The answer to the question, "Why does God allow sin?", is thus simply: he does not. He
did not allow Adam's sin (he judged it severely); he does not allow ours (the recurring
judgement on certain sinful persons and acts throughout Scripture, and the judgement on
"outstanding" sin prophesied for the end of time, are equally severe). Above all, the
terrible price God paid on Calvary to judge and conquer sin shows unequivocally his
attitude to it.

The question may then be rephrased: Why did God not anticipate sin? Again the answer
is simple: he did. In his omniscience, which includes perfect foreknowledge, God knew
that man would sin/fall and that a costly plan of redemption would be needed to save
him. God was thus not "taken by surprise"; redemption was not a plan which he
suddenly - and perhaps unwillingly - found was his only way out.
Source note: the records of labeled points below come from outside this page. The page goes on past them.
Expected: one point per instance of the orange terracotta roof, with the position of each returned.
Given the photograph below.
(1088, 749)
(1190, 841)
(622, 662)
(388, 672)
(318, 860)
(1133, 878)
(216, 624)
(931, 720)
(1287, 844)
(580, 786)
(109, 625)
The question may then be rephrased one more time: if God knew that this would happen
to his creation, and was not happy with it (would not allow it), why did he carry out his
plan of creating; or, once he had created and it had fallen, why did he not judge and end it
all there and then? Of course, God could quite justly have destroyed all creation after the
Fall. But this would have meant the end of God's plan to create a covenant partner who
could eternally share in his fellowship of love and joy of life (evil would have been
defeated - but so also God's plan). By rather putting into operation a plan of redemption,
which would ultimately destroy evil yet allow God to fulfil his creative purpose (with a
"great multitude" of men who would respond to this redemption), God would both defeat
evil and realize his plan. So just as God created the world out of sheer goodness, he
continues with it out of sheer goodness; just as God created man in his free love, he
redeems man in his free love. Should we, then, to whom this goodness and love is
extended in grace and mercy, complain that by creating despite foreknowledge of the
Fall, or by continuing with creation even after the Fall, God is allowing sin!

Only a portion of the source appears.